Gut 40 Prozent der Auszubildenden greifen täglich zur Zigarette – fast doppelt so viele wie im Durchschnitt aller 18- bis 25-Jährigen.

Beim riskanten Alkoholkonsum liegen die Auszubildenden zwar nur leicht über dem Durchschnitt. Aber immerhin fast jeder Zweite trinkt mindestens zweimal pro Woche mehr als zwei alkoholhaltige Getränke oder zeigt auffälliges Verhalten im Umgang mit Alkohol. Das Kiffen ist dagegen eher ein kleines Problem. Lediglich 7 Prozent der Auszubildenden bauen sich hin und wieder eine Tüte – und nur die Hälfte davon sind als kritische Konsumenten einzuordnen.

Die Studie zeigt auch: Junge Männer sind generell anfälliger für Alkohol als junge Frauen, die wiederum öfter zu Medikamenten greifen. In den gewerblich-technischen Berufen – eine Männer-Domäne – trinken zum Beispiel fast 60 Prozent der Auszubildenden zu viel.

Ob und wie stark junge Leute über die Stränge schlagen, hängt auch von ihrer Schulbildung ab. So greifen 54 Prozent der Hauptschulabsolventen täglich zur Zigarette, aber lediglich 27 Prozent der Abi­turienten.

Unangemessener Drogenkonsum ist für die Betriebe mit vielen Problemen verbunden. Neben krankheitsbedingten Fehlzeiten zählen dazu Schlampereien der Azubis, Terminversäumnisse und aggressives Verhalten.
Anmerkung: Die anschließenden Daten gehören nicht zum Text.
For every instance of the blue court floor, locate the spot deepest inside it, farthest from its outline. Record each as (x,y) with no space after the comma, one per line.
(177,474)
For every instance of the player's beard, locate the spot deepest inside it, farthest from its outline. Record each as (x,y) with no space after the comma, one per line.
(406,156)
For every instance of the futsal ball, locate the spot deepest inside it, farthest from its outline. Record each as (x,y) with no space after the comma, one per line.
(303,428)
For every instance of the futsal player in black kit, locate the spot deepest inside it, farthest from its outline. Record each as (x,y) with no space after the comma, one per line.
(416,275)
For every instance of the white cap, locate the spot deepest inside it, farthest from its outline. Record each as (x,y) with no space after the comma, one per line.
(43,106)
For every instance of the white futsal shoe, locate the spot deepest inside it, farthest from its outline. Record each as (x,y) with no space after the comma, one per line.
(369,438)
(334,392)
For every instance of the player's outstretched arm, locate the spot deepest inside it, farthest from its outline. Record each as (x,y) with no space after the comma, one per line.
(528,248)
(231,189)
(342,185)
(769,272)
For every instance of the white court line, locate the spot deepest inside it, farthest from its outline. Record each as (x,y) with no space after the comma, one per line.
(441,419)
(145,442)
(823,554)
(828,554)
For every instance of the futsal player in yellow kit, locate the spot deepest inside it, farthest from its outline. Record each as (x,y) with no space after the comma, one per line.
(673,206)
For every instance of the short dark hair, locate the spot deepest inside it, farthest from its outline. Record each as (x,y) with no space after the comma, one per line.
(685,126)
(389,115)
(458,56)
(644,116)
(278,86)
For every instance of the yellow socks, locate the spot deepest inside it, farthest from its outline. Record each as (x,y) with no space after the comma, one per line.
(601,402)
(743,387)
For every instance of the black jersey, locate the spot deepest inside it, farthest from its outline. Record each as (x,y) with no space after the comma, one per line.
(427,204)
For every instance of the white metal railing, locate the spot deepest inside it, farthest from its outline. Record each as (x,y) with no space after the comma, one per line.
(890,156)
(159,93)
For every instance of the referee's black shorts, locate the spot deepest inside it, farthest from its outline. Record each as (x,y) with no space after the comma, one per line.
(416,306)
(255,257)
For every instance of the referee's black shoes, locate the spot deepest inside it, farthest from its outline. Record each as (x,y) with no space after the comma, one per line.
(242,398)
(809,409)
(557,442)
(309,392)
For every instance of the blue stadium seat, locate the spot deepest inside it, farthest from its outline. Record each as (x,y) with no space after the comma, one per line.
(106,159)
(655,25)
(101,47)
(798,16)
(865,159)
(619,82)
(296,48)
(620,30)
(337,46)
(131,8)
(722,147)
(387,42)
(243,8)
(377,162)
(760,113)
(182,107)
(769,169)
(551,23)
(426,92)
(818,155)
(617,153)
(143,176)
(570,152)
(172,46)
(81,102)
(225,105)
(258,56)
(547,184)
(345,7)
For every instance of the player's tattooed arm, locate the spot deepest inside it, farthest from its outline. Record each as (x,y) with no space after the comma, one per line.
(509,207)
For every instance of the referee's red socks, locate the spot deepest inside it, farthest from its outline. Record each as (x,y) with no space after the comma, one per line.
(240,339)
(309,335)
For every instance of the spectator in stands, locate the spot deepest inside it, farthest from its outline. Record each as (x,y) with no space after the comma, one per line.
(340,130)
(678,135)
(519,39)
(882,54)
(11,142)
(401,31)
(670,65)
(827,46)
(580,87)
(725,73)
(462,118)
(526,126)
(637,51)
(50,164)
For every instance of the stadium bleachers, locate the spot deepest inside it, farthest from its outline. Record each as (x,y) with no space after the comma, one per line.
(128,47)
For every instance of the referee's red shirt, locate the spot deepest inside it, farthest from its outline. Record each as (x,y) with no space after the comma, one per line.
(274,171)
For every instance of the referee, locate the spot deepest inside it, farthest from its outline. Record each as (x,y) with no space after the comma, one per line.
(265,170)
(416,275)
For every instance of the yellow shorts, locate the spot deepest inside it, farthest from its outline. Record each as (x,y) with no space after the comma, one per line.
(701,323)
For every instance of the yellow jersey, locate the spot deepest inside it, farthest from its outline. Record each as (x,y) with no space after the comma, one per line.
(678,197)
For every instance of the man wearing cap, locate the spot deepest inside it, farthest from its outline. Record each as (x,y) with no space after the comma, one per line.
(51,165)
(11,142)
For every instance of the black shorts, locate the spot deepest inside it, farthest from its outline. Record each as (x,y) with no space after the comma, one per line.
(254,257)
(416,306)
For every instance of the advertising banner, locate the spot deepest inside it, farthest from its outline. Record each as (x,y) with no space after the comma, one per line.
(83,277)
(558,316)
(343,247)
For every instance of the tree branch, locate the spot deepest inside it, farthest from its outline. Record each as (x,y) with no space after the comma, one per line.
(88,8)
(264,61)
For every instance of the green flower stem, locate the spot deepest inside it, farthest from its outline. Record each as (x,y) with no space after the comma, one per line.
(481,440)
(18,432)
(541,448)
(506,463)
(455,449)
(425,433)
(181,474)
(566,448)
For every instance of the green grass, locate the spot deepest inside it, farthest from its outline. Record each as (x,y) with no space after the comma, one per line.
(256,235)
Das wiederum hat für die jungen Leute Konsequenzen – von schlechteren Noten in der Berufsschule über Abmahnungen bis hin zum Abbruch der Ausbildung.

Um das Drogenproblem in den Griff zu bekommen, braucht es ein gutes Verhältnis zwischen Ausbildern und Jugendlichen. Vertrauen und Gesprächsangebote sind genauso wichtig wie klare Regeln und Werte. Da der betriebliche Einfluss auf die jungen Leute jedoch begrenzt ist, gehört der verantwortungsvolle Umgang mit legalen Drogen auch in den Berufsschulunterricht.